Disequilibrium, time-series dissolution experiments using orthopyroxene spheres allowed measurements of dissolution rates and examination of textures and secondary melt compositions. Dissolution rates are rapid ranging from 2.5 µm/min at 0.4 GPa with an anhydrous solvent to 15 µm/min at 2 GPa with a hydrous solvent. Addition of water to the solvent melt results in a large increase in the dissolution rate whereas addition of CO2 decreases the dissolution rate relative to that measured under anhydrous conditions. Anhydrous dissolution rates are time dependent. In experiments of less than 10 minutes duration the reaction zone consists of olivine and Si-enriched glass. In experiments longer than 10 minutes clinopyroxene coexists with olivine indicating that Ca-diffusion caused saturation in the clinopyroxene component. This time dependence of clinopyroxene crystallisation is the reason for the observed time-dependent dissolution rates. The volatile content of the solvent melt also affects the textural development of the reaction zone. Addition of CO2 suppresses olivine crystallisation and results in a larger proportion of clinopyroxene. The same is true to a lesser extent for pressure: the amount of clinopyroxene in the reaction zone increases steadily with pressure.

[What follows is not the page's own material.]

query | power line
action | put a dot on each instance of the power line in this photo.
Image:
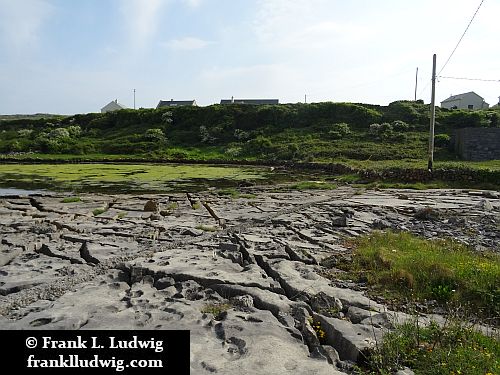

Glasses in the reaction zones of anhydrous and hydrous experiments at 0.4 and 1 GPa show a close chemical correspondence to those found in mantle xenoliths. At higher pressures the glasses are only slightly enriched in silica and alkalis and do not compare favourably with natural glasses. Addition of CO2 to the solvent results in only minor silica and alkali-enrichment at all pressures studied.
The mechanism of orthopyroxene dissolution is complex involving incongruent breakdown of the crystal, which results in a reaction zone that contains up to 60 modal % olivine. Inward diffusion of Ca results in clinopyroxene saturation and uphill diffusion of K, and to a lesser extent Na, from the Si-poor solvent to the Si-rich reaction zone melt account for the strongly alkaline character of the secondary melt. Olivine, and where present clinopyroxene, are transiently stable and are continuously precipitated in the reaction zone and then redissolved in the solvent as the orthopyroxene is progressively dissolved.
Although there are compelling reasons for supporting the hypothesis that Si-Al-rich alkaline melts are produced by orthopyroxene dissolution in the mantle there are several complications particularly regarding quenching in of disequilibrium reaction zone compositions and the mobility of highly polymerised melts in the upper mantle. It is likely that the formation of Si-Al-rich alkaline melts by reaction is a common process during the ascent of xenoliths. However, static, in-situ reactions within the mantle will likely lead to equilibrium compositions. Thus, secondary melts will be only moderately siliceous and relatively alkali-poor.